À cabeça, Mylod tem o rasgo de génio de "povoar" o seu filme de atores em excelente forma, com, pelo menos, dois destaques óbvios, nomeadamente, um inexcedível Ralph Fiennes como o chefe com contas a ajustar com o mundo, que parece um herdeiro dos sábios loucos (e, tendencialmentesádicos) do cinema de terror britânico dos anos 1960 e 1970, e Anya Taylor-Joy, justíssima rainha do novo cinema de género norte-americano (vimo-la, por exemplo, em "A Bruxa" e "O Homem do Norte", de Robert Eggers"Fragmentado" e "Glass", de M. Night Shyamalan, ou "A Noite Passada em Soho", de Edgar Wright), a combinar aquela sua elegância característica de femme fatale, com contornos, no mínimo, inesperados (o seu total desinteresse pelo universo da haute cuisine, por exemplo), que dela fazem a ancora do filme. Seja por não ali querer estar, por não ter dinheiro suficiente no banco para sequer almejar a "dividir a conta" ou por ser a única que possui um compasso moral coerente, tornando-se, consequente e simultaneamente, na representante do público na narrativa e no "pauzinho na engrenagem" que complica os planos de maquiavélicos de Fiennes.
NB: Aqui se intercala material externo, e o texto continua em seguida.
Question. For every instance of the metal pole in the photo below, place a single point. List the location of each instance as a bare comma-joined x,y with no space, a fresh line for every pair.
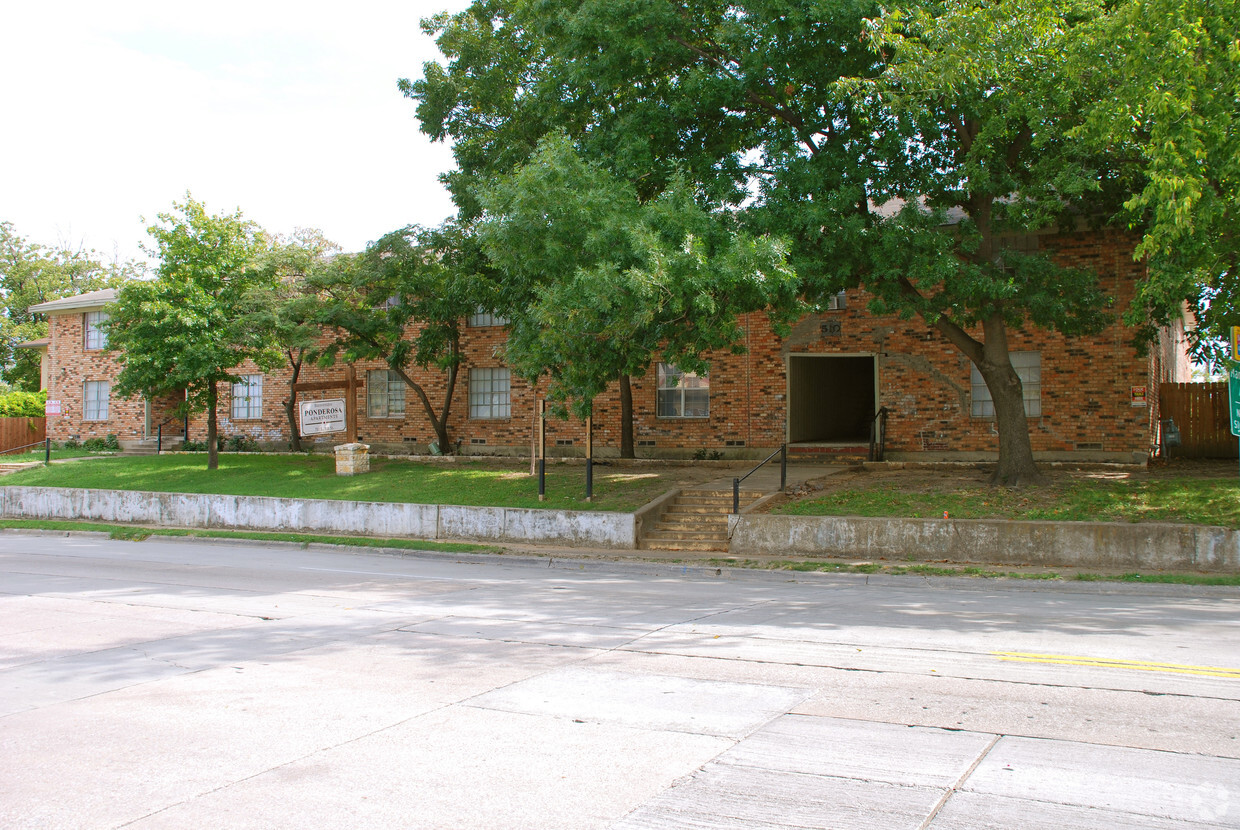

No entanto, o brilhantismo de "O Menu" reside, maioritariamente, no trabalho de argumento, capaz de fazer crítica social, sem cair nos facilitismos da praxe. De facto, as personagens são símbolos, uma vez que, existem como representações de determinados comportamentos ou pensamentos, mas, Seth Reiss e Will Tracy têm a inteligência de os tornar em seres humanos de carne e osso, com nuances, sentimentos contraditórios e, acima de tudo, vulnerabilidades (o duo composto por John Leguizamo e Aimee Carrero, chega a protagonizar um momento, estranhamente, comovente na reta final, quando, por uma vez, permitem que as suas máscaras sociais e emocionais caiam, revelando a natureza tóxica da sua relação).

Seguindo essa linha de pensamento, saudemos o quão implacável consegue ser "O Menu", oferecendo-nos uma sátira incisiva na hora de demonstrar o porquê do seu desencanto social. À semelhança do recente "Triângulo da Tristeza", de Ruben Östlund, e do vindouro "Última Noite" (a NOS Audiovisuais vai estreá-lo na próxima quinta-feira), de Camille Griffin, é um filme à medida dos nossos tempos, das nossas preocupações, incertezas e irritações e isso é crucial para o seu sucesso.